Author-activist Naomi Klein has won the inaugural Women’s Prize for Nonfiction with “Doppelganger: A Trip into the Mirror World.”
LONDON (AP) — Author-activist Naomi Klein won the inaugural Women’s Prize for Nonfiction on Thursday with “Doppelganger,” a personal account of her plunge into the world of online misinformation.
Its sister award, the Women’s Prize for Fiction, went to U.S. writer V. V. Ganeshananthan for her novel “Brotherless Night,” about a family torn apart by Sri Lanka’s long civil war. Both come with 30,000 pounds ($38,000) in prize money.
Klein, author of “No Logo” and “The Shock Doctrine,” delves into her experience being mistaken for Naomi Wolf, author of “The Beauty Myth” and more recently a promulgator of anti-vaxx ideas and other conspiracy theories. Part memoir and part reportage, “Doppelganger” — subtitled “A Trip into the Mirror World” — investigates how online life has distorted reality, and asks what might be done about it.
Historian Suzannah Lipscomb, who headed a panel of judges for the nonfiction award, called Klein’s book “a courageous, humane and optimistic call-to-arms that moves us beyond black and white, beyond Right and Left.”
Ganeshananthan’s victorious second novel, which traces an aspiring medic’s journey through the brutality and moral uncertainties of war, took almost two decades to complete.
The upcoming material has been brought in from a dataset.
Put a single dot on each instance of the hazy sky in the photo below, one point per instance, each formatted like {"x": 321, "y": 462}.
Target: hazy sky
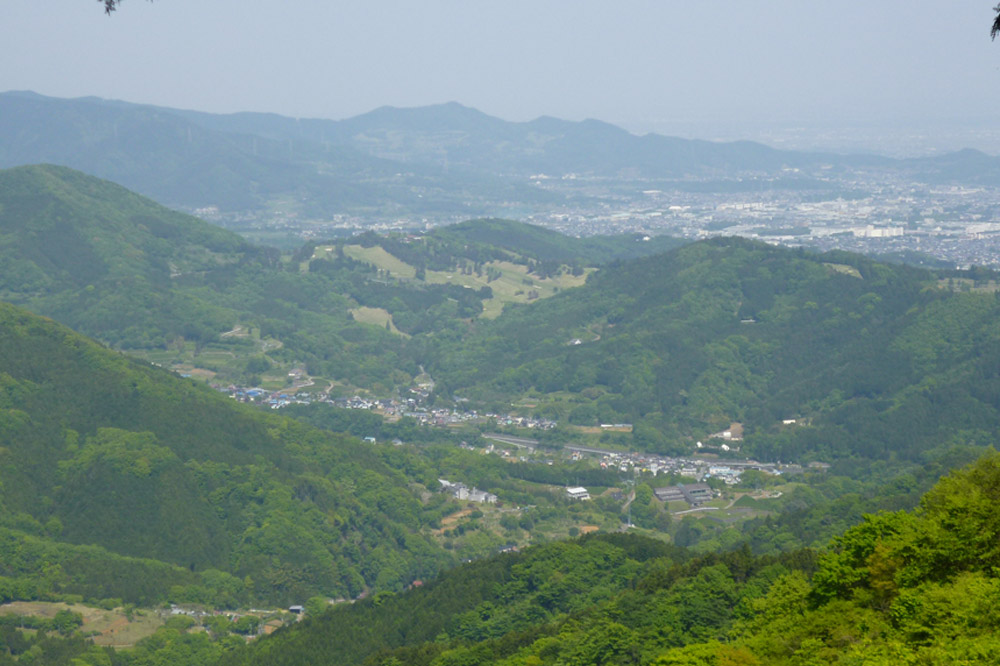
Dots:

Novelist Monica Ali, who chaired the fiction judging panel, said “Brotherless Night” is “a brilliant, compelling and deeply moving novel that bears witness to the intimate and epic-scale tragedies of the Sri Lankan civil war.”
The nonfiction award was launched this year to help fix the gender imbalance in the publishing world, where men buy more nonfiction than women — and write more prize-winning nonfiction books.
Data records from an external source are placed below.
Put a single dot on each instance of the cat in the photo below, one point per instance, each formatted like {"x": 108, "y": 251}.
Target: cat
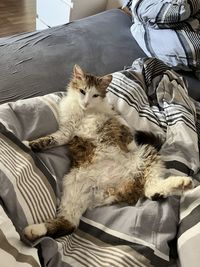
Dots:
{"x": 110, "y": 164}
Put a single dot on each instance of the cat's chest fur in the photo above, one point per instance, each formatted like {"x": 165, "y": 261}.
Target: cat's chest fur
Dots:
{"x": 90, "y": 125}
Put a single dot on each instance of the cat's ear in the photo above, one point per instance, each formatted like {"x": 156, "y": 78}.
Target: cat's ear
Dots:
{"x": 78, "y": 72}
{"x": 105, "y": 81}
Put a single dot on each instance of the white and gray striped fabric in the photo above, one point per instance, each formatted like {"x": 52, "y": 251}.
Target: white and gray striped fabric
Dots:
{"x": 169, "y": 30}
{"x": 150, "y": 96}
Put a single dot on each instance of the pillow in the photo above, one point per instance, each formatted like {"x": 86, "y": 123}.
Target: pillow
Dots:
{"x": 178, "y": 47}
{"x": 164, "y": 13}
Prize organizers say that in 2022, only 26.5% of nonfiction books reviewed in Britain’s newspapers were by women, and male writers dominated established nonfiction writing prizes.
Both fiction and nonfiction prizes are open to female English-language writers from any country.
The fiction prize was founded in 1996, and past winners include Zadie Smith, Tayari Jones and Barbara Kingsolver, who won last year for “Demon Copperhead.”